By night, for perhaps the past decade, it has been something else entirely: the most concentrated open-air sexual marketplace in South America below Copacabana, a place where supply and demand for paid sex meet under police spotlights and the philosophical indifference of a city that has been trying to change its image since Pablo Escobar bled out on a rooftop in December 1993.
Tonight, a young woman named Alexa — not her real name, she'll tell an El País journalist two years from now in a piece that earns her face a story — is standing on Calle 10 in El Poblado in a skimpy black dress. Around her, perhaps 200 women shelter under café awnings. Some are in their late twenties, broad-shouldered, from Cali.
Some are Venezuelan, impossibly young-looking, desperate in the way that a human being who has been pushed by economic catastrophe across a border and deposited in a city that doesn't want her can look desperate while wearing a short skirt and smiling.
Some are unmistakably minors — a fact visible to anyone who cares to look, which this evening, for the most part, nobody official does.
The foreigners move through the crowd with a particular gait. There are Americans in board shorts, Europeans in linen shirts gone limp in the humidity, a few Israeli backpackers, a scattering of Australians. They have all read the same forum posts. They know the market.
The going rate for an hour with an adult woman in Parque Lleras is roughly $50 to $120 USD — sometimes higher if she speaks English or has an Instagram portfolio that suggests exclusivity, sometimes lower for the Venezuelan migrants clustered in the streets just outside the park's low iron fence.
The system of advance payment — prepago, from pago adelantado, payment in advance — defines the transaction: money transferred via Nequi or paid in cash to a WhatsApp coordinator before the woman arrives at the hotel door.
Alexa manages forty women this way from a WhatsApp group she has named "Bichotas," a tribute to Karol G, Colombia's biggest pop star, herself a Medellín native.
This is the machine.
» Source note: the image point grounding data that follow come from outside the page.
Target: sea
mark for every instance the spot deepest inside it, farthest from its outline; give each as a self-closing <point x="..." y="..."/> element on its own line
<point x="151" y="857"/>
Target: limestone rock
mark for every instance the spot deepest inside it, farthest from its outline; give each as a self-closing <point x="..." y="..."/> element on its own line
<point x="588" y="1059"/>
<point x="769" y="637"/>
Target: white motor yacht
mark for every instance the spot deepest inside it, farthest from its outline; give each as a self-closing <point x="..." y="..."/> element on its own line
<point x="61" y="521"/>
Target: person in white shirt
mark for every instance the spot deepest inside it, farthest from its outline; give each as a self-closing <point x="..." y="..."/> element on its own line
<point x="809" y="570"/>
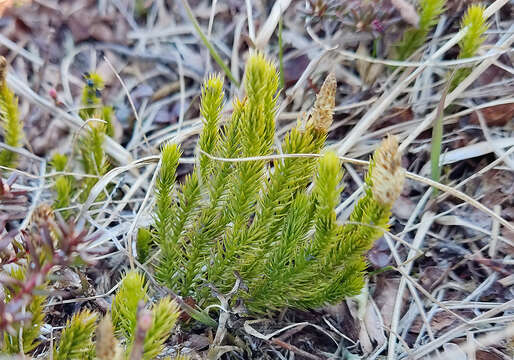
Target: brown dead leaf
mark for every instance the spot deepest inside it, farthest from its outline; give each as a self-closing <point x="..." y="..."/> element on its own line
<point x="431" y="277"/>
<point x="498" y="115"/>
<point x="385" y="297"/>
<point x="440" y="321"/>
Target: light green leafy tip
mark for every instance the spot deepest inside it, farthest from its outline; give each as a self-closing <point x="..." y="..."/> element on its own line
<point x="165" y="314"/>
<point x="124" y="307"/>
<point x="31" y="327"/>
<point x="414" y="37"/>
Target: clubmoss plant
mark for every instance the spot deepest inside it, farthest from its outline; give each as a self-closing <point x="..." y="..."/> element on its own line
<point x="76" y="340"/>
<point x="414" y="37"/>
<point x="131" y="293"/>
<point x="263" y="222"/>
<point x="99" y="124"/>
<point x="475" y="21"/>
<point x="30" y="327"/>
<point x="10" y="121"/>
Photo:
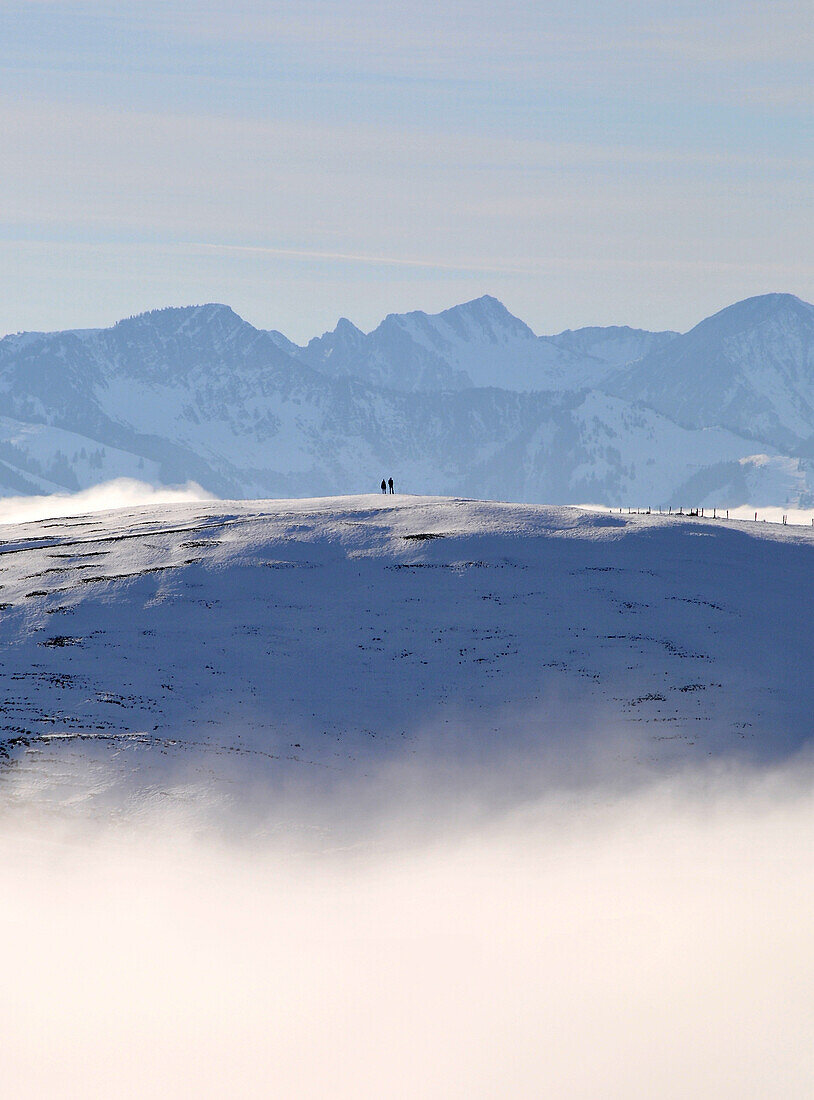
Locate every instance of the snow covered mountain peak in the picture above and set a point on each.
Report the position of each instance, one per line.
(749, 367)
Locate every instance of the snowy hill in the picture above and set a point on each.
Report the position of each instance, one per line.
(749, 369)
(333, 635)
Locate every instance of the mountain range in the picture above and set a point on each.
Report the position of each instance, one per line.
(468, 402)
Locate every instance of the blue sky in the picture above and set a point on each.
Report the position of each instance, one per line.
(639, 163)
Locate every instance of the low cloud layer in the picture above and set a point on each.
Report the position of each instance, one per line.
(121, 493)
(655, 943)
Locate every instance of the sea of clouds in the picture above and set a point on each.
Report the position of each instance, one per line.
(586, 943)
(121, 493)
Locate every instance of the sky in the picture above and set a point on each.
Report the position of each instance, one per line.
(587, 162)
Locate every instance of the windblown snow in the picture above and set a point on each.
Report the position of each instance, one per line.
(332, 637)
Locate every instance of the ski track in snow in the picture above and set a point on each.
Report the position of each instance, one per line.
(332, 635)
It is enormous, it is organized, and it is, at the very moment of this writing, under assault from a mayor, an outraged national government, a foreign embassy, and an international press corps — while simultaneously thriving in every direction the cameras don't point.
To understand Medellín's sexual economy in 2024, you must understand what the city escaped and what it never fully escaped.
In 1991, at the peak of Pablo Escobar's influence over the Medellín Cartel, the city's homicide rate reached 375 murders per 100,000 residents annually — three times higher than what was then the most dangerous city in the world, Caracas, Venezuela, by equivalent measure.
Escobar's cartel controlled an estimated 80 percent of the global cocaine market and generated approximately $70 million per day at the height of its power in the mid-1980s.
The violence was not incidental but structural: judges, presidential candidates, journalists, police officers, and ordinary citizens were assassinated in coordinated campaigns designed to make the Colombian state ungovernable unless it accommodated Escobar's terms. Three Colombian presidential candidates were killed in the election cycle of 1989-1990.
The Colombian Palace of Justice had been seized and burned by M-19 guerrillas in 1985, a trauma the country never forgot.